This summer I enjoyed a wonderful week in the Drome area of Provence. The mountains and highlands which I saw each morning as I woke up made me think of another of Giono’s novels « Joy of Man’s Desiring (Que ma joie demeure) », an ode to the communion between nature and field laborers.

But the Drome is rather René Barjavel’s region, who grew up in Nyons. In « La Charrette Bleue » (« The Blue Wagon » not available in English), he describes with little touches his childhood in this nice little city whose downtown area must not have changed much in a century. As the men went fighting on the front during World War I, the children are growing up without too many constraints. René’s family runs a bakery in one of the main streets. He discovers this world of artisans and peasants where ordering a new wagon to the wheelwright is a considerable investment. He gets passionate about reading. Gradually, however, the news from the war reach the city at the same time as the first automobiles and airplanes make their way in the valley.

Nyons

Grignan’s castle, perched on top of the town and commanding the surrounding plain is one of Provence’s literary highlights. This is where the Marquise de Sévigné’s daughter, Madame de Grignan lived after being married with a Provencal gentleman.

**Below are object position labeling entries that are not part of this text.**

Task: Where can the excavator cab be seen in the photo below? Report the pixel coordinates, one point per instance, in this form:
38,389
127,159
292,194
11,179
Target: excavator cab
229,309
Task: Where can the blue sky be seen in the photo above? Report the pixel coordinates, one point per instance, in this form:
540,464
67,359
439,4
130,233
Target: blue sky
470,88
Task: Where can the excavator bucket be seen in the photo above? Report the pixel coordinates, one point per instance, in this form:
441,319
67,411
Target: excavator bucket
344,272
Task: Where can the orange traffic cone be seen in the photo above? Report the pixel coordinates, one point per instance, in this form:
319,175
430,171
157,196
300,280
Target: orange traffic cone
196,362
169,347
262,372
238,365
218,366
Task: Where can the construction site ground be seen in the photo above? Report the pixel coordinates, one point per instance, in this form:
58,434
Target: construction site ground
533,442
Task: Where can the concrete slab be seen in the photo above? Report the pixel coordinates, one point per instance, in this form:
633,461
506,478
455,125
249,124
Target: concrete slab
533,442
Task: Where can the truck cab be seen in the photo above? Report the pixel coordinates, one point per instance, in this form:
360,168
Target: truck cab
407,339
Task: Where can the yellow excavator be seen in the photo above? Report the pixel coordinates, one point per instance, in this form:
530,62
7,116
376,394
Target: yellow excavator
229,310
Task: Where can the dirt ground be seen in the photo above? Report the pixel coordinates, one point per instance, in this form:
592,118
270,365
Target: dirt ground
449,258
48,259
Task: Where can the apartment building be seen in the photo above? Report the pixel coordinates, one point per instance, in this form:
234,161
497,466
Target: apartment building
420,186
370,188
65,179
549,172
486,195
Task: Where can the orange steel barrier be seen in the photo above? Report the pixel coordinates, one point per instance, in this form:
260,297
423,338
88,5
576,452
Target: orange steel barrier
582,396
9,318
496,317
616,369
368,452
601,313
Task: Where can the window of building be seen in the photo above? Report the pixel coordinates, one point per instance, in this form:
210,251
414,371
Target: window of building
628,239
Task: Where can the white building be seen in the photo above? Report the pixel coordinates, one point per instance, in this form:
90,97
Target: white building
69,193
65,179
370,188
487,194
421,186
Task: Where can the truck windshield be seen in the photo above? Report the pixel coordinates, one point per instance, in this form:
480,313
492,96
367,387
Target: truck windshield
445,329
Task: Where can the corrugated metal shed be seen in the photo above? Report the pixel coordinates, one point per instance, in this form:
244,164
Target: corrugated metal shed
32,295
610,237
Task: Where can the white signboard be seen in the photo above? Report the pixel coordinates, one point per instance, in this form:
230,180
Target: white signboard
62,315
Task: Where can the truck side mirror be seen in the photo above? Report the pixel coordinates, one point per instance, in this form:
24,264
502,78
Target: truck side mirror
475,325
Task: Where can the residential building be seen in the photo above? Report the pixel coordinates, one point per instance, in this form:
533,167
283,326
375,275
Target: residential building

The letters from the mother to the daughter are one the most wonderful examples of the French epistolary art in the 17th century. The marquise paid some visits to her daughter but she dreaded the long journeys in the Rhone valley and preferred writing. Her correspondence remains a monument of tenderness and wit. This is an art that is disappearing since as Jean Cocteau wrote: « Would we know Madame de Sévigné’s name if she could have used a phone? ».

Grignan’s castle

The Mont Ventoux is another of Provence’s high places. Even if Petrarch, the Italian poet, sung the views enjoyed while climbing it, the « Giant of Provence » owes its fame more to sport, and in particular cycling exploits than to its place in literature.  It is one of the mythical arrival places in the Tour de France, where some of the biggest names (Merckx in 1970 for example) triumphed. It is also the location of the English rider Tom Simpson’s mortal collapse in 1967, an event that opened the eyes to the risks associated with doping.  A few hundred meters from the top, a commemorative stone reminisces his death. Many of the cyclists attempting to climb the « Bald Mountain » and who start to see the summit make a pause to bow in front of the monument and some leave a water bottle as a tribute.

Mont Ventoux

Despite being a Tour de France fan, I am not enough of a good rider to climb the Ventoux. I therefore decided to walk to the top. We sometimes crossed the winding road where the cyclists suffered and encouraged themselves. On these roads, Dutch is an oft spoken language and it brought me back to the atmosphere of « Ventoux », Bert Wagendorp’s book. This great novel was a bestseller in the Netherlands and is translated in English. It was also adapted for the big screen. The book goes well beyond sportive events. In 1982, six Dutch young adults, five boys (David, Peter, Bart, Joost and André) and Laura celebrate the end of the school year in a camping site in Bédoin, at the bottom of the Ventoux. Some are getting ready to conquer the summit on the bike, but almost all are madly in love with Laura. As they go down, Peter doesn’t seem to be able – or to want- to brake and breaks his head against an electric pole along the road. The day after the drama, Laura disappears. Thirty years later, she gets back in touch and invites them to a reunion in Bédoin for a new ascent. This novel is a pleasure to read while offering a profound reflection about friendship, youth’s dreams and adulthood’s remorse.